19 October 2013

Another Loser

Not to be outdone by Detroit's unions (here), the California Public Employees' Retirement System (CalPERS) is appealing the decision by Judge Meredith Jury that the City of San Bernadino is eligible for Chapter 9 bankruptcy relief. (If you have access, you can read about it at Reuters here.) Unlike the other chapters of the Bankruptcy Code in which the burden is on creditors to get a debtor out of bankruptcy, Chapter 9 requires a city to to prove it's entitled to be in bankruptcy.

CalPERS is po'd because San Bernadino had the temerity to stop making payments into the retirement system for its employees and retirees.
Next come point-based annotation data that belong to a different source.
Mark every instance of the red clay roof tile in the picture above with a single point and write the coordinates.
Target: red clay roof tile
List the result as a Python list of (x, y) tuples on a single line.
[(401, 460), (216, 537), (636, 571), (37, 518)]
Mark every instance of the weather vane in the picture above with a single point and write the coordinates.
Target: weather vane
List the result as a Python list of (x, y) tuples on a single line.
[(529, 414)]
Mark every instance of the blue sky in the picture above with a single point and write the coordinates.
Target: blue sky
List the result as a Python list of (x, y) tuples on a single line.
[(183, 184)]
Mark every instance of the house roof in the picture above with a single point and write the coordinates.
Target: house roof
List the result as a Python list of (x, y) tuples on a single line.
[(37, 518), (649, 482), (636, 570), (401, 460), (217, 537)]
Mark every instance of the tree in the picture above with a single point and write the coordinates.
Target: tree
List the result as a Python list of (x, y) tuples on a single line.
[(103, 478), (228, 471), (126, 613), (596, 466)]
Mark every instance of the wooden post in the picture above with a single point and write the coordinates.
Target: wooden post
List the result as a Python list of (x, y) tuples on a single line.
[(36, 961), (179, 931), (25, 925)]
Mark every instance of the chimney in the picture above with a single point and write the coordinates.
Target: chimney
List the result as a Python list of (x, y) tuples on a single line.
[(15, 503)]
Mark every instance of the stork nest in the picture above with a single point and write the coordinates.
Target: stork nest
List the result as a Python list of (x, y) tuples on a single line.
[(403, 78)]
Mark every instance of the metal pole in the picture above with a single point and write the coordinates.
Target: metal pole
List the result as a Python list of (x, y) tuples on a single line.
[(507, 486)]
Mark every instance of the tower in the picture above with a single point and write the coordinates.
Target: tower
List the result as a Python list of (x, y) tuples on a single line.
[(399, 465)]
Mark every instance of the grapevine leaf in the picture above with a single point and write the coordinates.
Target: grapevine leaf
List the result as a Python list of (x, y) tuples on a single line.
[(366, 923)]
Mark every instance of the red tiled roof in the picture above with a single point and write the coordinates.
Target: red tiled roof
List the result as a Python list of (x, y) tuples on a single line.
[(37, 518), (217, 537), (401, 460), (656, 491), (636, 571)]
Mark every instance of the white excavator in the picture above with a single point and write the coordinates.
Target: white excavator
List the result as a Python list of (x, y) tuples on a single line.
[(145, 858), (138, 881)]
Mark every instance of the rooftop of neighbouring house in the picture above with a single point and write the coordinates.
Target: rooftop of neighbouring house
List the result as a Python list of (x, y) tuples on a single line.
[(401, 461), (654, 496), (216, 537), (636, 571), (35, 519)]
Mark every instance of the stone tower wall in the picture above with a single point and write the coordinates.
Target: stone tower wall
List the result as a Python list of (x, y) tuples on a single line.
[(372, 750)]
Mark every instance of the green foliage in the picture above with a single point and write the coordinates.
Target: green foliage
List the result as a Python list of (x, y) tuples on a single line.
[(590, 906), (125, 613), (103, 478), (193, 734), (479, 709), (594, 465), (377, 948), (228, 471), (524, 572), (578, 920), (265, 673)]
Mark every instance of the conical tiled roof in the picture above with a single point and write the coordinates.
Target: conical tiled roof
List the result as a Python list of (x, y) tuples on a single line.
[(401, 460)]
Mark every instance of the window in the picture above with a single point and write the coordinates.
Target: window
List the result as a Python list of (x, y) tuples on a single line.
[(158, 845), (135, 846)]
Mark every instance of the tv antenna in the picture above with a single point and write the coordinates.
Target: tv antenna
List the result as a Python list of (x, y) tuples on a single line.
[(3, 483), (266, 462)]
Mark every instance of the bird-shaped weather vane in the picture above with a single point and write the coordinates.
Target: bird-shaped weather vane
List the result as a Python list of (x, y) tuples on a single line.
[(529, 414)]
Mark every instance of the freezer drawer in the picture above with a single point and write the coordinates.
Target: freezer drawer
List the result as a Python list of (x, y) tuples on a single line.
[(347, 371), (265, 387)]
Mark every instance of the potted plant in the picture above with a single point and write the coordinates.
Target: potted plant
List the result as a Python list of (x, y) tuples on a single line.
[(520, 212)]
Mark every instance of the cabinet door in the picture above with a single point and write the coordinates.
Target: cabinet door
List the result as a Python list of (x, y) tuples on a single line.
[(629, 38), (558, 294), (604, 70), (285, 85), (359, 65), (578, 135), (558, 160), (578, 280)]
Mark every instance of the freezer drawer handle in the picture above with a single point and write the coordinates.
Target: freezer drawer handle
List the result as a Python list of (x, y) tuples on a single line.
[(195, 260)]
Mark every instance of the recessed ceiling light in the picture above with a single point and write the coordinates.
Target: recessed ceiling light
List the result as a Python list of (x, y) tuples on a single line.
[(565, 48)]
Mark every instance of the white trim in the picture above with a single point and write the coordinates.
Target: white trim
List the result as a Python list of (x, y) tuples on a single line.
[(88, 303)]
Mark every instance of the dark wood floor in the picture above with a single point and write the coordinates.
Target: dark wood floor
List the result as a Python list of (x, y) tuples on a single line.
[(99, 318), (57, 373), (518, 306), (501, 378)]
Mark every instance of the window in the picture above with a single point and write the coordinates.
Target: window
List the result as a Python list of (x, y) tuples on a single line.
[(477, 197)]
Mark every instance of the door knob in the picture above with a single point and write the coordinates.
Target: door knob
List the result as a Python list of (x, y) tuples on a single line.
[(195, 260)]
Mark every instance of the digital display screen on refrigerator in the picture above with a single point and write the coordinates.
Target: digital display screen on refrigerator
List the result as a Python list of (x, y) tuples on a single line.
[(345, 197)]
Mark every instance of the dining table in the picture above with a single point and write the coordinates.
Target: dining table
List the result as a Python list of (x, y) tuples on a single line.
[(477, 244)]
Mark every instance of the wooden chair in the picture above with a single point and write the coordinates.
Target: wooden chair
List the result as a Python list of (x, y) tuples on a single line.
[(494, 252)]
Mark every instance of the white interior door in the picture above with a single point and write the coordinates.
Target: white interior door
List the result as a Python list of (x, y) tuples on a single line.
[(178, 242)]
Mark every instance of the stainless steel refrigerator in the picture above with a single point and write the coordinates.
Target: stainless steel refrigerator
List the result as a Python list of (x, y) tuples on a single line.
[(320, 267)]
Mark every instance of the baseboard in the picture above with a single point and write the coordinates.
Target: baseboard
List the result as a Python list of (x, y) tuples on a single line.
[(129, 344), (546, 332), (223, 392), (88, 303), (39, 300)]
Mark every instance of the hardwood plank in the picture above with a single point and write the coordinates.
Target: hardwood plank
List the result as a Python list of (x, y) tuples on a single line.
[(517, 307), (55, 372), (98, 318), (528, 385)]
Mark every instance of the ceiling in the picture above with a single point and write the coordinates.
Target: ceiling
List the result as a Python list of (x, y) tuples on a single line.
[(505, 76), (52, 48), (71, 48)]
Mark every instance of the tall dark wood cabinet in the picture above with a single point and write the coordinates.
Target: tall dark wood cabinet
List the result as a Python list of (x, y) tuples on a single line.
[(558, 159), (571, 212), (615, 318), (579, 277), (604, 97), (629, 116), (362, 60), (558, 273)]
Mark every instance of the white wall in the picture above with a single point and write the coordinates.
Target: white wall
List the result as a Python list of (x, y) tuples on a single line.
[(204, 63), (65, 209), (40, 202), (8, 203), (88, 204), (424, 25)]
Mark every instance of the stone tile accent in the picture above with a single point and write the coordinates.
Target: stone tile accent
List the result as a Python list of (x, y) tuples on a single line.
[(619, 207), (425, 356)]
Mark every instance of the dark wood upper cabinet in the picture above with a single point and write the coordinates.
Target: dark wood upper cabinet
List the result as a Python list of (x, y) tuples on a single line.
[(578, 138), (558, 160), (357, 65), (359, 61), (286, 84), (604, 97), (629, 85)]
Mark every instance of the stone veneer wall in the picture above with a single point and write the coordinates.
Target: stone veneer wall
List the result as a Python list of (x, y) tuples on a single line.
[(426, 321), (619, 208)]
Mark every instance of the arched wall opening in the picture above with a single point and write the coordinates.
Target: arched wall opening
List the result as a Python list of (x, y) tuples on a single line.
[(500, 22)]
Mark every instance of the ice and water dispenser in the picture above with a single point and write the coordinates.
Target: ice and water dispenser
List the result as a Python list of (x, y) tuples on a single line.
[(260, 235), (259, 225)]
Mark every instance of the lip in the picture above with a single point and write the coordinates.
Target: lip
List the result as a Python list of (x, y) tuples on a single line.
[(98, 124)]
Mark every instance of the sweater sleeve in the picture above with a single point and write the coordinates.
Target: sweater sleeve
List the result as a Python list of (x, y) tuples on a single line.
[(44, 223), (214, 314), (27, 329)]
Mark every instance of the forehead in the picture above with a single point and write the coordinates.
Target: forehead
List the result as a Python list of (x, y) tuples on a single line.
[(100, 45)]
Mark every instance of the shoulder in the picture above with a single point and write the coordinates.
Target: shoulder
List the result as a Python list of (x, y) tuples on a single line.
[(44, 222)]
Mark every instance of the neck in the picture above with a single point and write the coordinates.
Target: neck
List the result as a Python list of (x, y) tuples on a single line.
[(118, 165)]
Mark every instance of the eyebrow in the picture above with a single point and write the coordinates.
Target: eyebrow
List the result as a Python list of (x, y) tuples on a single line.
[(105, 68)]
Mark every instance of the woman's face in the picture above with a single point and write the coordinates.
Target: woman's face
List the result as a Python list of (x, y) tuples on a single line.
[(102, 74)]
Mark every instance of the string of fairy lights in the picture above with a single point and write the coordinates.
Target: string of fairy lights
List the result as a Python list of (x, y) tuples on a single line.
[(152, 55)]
Of course, CalPERS shed no tears for the bondholders of Stockton when that city stiffed them. But CalPERS is determined to teach a lesson when a California city chooses not pay the 900 lb. gorilla.

And that's all I can make of the decision to appeal: CalPERS wants to punish San Bernadino by forcing it to lay out even more in attorneys fees when what is really at stake--nonpayment to CalPERS--is not a requirement for the city's eligibility to be in Chapter 9. To be sure CalPERS dresses up its appeal with citations to the California law that governs filing Chapter 9 by a California city but there's every reason to believe that the higher courts will see through the smokescreen.

But even if CalPERS looses all the way up the hierarchy of the federal court system, we can see that it has already achieved its in terrorem goal. How? Because Stockton didn't raise a peep about paying its retirement contributions to CalPERS. Exemplary "justice" is not justice at all. But that doesn't mean it doesn't work.